Currently nearly one in ten kids will have a food allergy.
Thats a big change from a decade ago.
Experts still dont know all the reasons why, but we think it may have something to do with the types of gut bacteria babies have when they first try new foods, and when these new foods are first tried. You may remember your pediatricians past advice to avoid possible allergens until two or even four years of age, but this recommendation has completely changed.
We now know that introducing possible food allergens like peanut protein early as early as 3-4 months can actually decrease the risk of peanut and other food allergies.

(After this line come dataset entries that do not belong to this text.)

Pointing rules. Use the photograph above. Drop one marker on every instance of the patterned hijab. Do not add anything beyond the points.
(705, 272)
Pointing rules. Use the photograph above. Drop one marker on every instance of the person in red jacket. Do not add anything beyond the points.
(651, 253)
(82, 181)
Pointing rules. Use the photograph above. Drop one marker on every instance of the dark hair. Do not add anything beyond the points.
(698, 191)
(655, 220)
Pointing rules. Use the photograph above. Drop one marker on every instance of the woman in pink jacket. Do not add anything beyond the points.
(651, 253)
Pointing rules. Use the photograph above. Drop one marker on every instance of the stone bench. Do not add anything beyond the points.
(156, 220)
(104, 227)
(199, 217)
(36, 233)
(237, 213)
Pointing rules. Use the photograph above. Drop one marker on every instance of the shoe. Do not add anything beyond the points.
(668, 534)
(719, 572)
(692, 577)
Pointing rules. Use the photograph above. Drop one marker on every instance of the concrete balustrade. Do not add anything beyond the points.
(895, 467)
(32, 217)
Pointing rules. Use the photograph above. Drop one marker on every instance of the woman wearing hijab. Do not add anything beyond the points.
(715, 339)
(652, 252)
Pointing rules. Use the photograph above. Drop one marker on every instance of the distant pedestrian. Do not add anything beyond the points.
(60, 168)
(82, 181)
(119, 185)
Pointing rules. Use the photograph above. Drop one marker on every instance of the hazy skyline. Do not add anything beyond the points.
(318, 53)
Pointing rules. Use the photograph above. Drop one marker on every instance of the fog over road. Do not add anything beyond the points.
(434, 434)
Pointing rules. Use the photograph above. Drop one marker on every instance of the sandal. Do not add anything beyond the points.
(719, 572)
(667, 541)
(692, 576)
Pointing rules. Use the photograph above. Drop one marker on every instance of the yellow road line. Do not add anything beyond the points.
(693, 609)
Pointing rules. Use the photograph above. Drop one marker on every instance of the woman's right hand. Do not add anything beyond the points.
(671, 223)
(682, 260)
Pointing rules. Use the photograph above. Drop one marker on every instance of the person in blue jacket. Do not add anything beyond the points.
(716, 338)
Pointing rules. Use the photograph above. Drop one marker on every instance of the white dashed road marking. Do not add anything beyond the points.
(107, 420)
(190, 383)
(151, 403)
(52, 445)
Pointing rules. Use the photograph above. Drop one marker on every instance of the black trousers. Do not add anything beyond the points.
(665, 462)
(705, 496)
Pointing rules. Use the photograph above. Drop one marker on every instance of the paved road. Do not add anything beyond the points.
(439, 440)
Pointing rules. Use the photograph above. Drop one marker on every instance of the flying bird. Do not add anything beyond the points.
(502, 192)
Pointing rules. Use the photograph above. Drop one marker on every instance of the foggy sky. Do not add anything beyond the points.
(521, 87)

But there are some caveats: babies with eczema or egg allergy may need to have allergy testing first and babies need to have foods given in forms that are safe, so they wont choke (the American Academy of Pediatrics still recommends actual nuts and seeds. Symptoms of allergy can occur during or right after a meal, and can include coughing or trouble breathing, rash or hives, vomiting or diarrhea, and other symptoms that can be even more severe.
Sometimes symptoms occur later.
There are conditions that can mimic food allergy, so correct diagnosis is as important as timely follow-up with an allergist to safely identify the many patients who may outgrow their food allergies in time. Food allergies can be life-threatening, so food allergens need to be carefully avoided.
The Food Allergen Labelling and Consumer Protection ACT (falcpa) which took effect in 2006 went a long way to help people living with food allergies because it requires major food allergens (milk, eggs, fish, crustacean shellfish, peanuts, tree nuts, wheat, and soy) discharge in packaged FDA-regulated. However, food allergic individuals must still be vigilant because not all allergens are subject to falcpa and not all foods are FDA-regulated (i.e. Non-packaged restaurant foods, meat and poultry products, and others).